Wednesday of the Fifth Week of Lent
Scripture:
Daniel 3:14-20, 91-92, 95
John 8:31-42
Reflection:
The Struggle to Believe
Our Gospel setting is the feast of Tabernacles. In the background are the symbols used for the feast – water, light and the temple. Jesus offers us the water of life; he is the light of the world. There is ceremony described as part of the Feast of Tabernacles where the priests take their place outside the temple before sunrise. They face the east and as the sun appears before the horizon they turn to face the temple. Their prayer recalls that in the past the people turned their back on the temple and faced the sun and worshiped it. But now their eyes are fixed upon the Temple.
The fight between Jesus and the "the Jews who believed in Him" is fierce. We can imagine the disputants, faces distorted with anger, yelling and shaking their heads, agitatedly arguing with Jesus. And these are the Jews who believe in him! They say they are Abraham’s children, but Jesus challenges them. The children of Abraham would not reject him and plan to do violence against him. Jesus says to them, you are indeed doing the work of your father. They protest that God Himself is their father. But if God were your father, you would love me for I came forth from God and am here….it was He who sent me. Children of the same Father love one another. Such hatred shows that Jesus and the Jews cannot be children of the same Father.
When Jesus left and the force of the argument subsided, did those who heard Jesus ponder his words?
Like the three young men of our reading from the Book of Daniel, those arguing with Jesus must have felt great loyalty to God and reverence for their heritage from Abraham.
The Feast of Tabernacles celebrated the Exodus and the Covenant and on this feast Jesus is challenging them, revealing to them the Father’s love in a new way.
Like our Lenten journey this journey to faith in Jesus is not an easy one as John shows us.
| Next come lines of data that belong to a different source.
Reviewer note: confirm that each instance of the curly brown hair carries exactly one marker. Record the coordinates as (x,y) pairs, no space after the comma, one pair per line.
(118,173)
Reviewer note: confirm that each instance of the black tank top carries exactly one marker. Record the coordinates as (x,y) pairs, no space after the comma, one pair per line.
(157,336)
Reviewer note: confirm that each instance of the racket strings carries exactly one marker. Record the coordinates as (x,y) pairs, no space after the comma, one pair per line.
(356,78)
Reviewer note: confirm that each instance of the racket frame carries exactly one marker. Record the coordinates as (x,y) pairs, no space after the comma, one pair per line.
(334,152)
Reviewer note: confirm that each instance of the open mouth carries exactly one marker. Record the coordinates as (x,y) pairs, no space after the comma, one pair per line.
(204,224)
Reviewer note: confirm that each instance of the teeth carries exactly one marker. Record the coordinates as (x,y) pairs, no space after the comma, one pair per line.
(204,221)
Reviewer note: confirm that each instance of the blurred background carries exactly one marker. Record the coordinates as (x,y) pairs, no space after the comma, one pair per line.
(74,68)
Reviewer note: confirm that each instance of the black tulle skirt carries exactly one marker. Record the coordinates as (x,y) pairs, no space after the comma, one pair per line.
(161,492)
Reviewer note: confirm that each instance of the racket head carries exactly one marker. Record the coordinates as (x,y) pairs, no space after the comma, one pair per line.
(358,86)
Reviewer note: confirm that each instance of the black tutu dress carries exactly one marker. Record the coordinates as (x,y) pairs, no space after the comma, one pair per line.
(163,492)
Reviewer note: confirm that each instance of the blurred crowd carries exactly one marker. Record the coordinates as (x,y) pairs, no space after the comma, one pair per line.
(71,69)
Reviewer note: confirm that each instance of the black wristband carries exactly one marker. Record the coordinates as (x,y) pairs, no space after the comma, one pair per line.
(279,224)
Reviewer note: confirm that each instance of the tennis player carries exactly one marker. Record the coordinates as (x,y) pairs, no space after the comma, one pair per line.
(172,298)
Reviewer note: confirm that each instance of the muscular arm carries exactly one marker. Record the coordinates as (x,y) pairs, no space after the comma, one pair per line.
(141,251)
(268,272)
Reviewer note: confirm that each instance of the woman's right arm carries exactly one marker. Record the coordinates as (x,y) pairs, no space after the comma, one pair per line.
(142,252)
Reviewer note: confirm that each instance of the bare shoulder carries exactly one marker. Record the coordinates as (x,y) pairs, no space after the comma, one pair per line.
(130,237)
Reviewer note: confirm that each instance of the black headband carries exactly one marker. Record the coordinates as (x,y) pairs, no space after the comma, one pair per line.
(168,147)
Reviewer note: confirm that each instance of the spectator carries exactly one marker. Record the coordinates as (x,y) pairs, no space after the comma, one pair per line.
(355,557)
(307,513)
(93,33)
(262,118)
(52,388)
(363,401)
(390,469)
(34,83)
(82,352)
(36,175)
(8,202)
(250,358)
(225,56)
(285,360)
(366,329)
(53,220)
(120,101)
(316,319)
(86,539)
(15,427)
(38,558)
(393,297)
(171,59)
We move to the Book of Glory where the great sign that will help us believe in Jesus will take place That sign will give meaning to these words of Jesus.
For those celebrating Tabernacles, perhaps for many involved in today argument, they would in their near future see Jesus also as the New Temple to whom they would turn and face, the one worthy of our worship.
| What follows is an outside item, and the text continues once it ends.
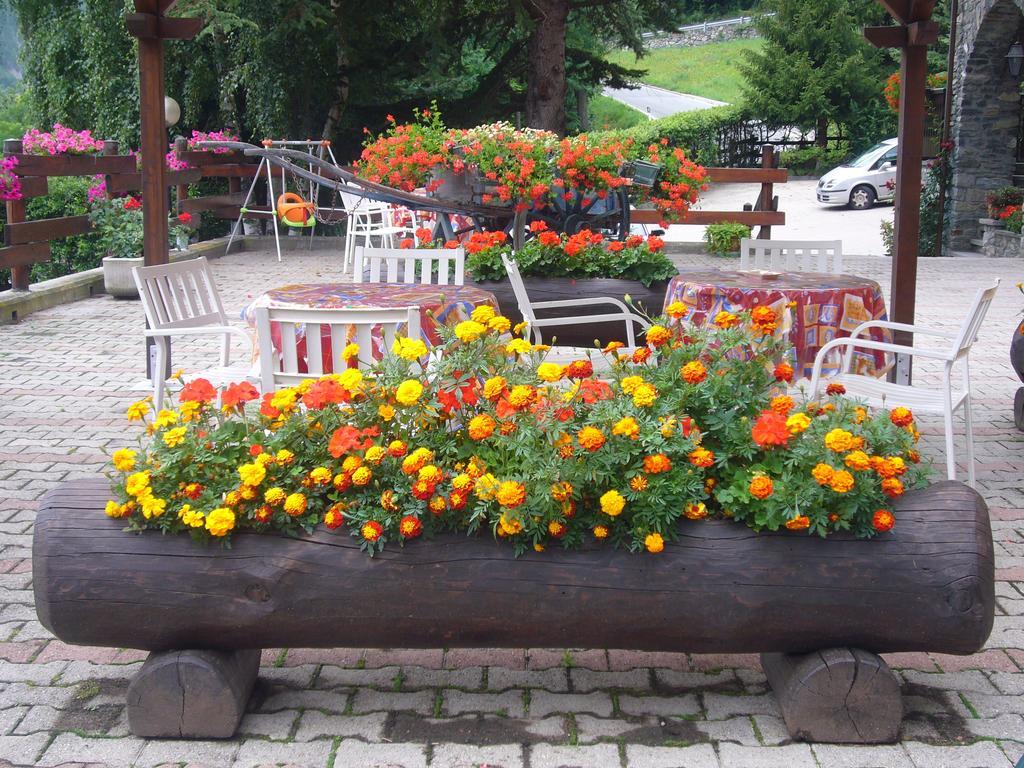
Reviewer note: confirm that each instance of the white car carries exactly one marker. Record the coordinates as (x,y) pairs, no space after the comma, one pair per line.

Perhaps Psalm 84, a psalm of pilgrimage that praises God who welcomes us to His Temple, may move us in prayer as our Lenten pilgrimage continues? The people who argued with Jesus needed rest and peace as they labor in coming to faith in Jesus who is the Temple. We do too.
‘How lovely is your dwelling place Lord of Hosts! My heart and my flesh sing for joy to the living God. The sparrow has found its home at last, the swallow a nest for its young. A single day in your courts is worth more than a thousand elsewhere; merely to stand on the steps of God’s house is better than living with the wicked. O God, happy those who put their trust in you!
Fr. William Murphy, CP is the pastor of Immaculate Conception parish in Jamaica, New York.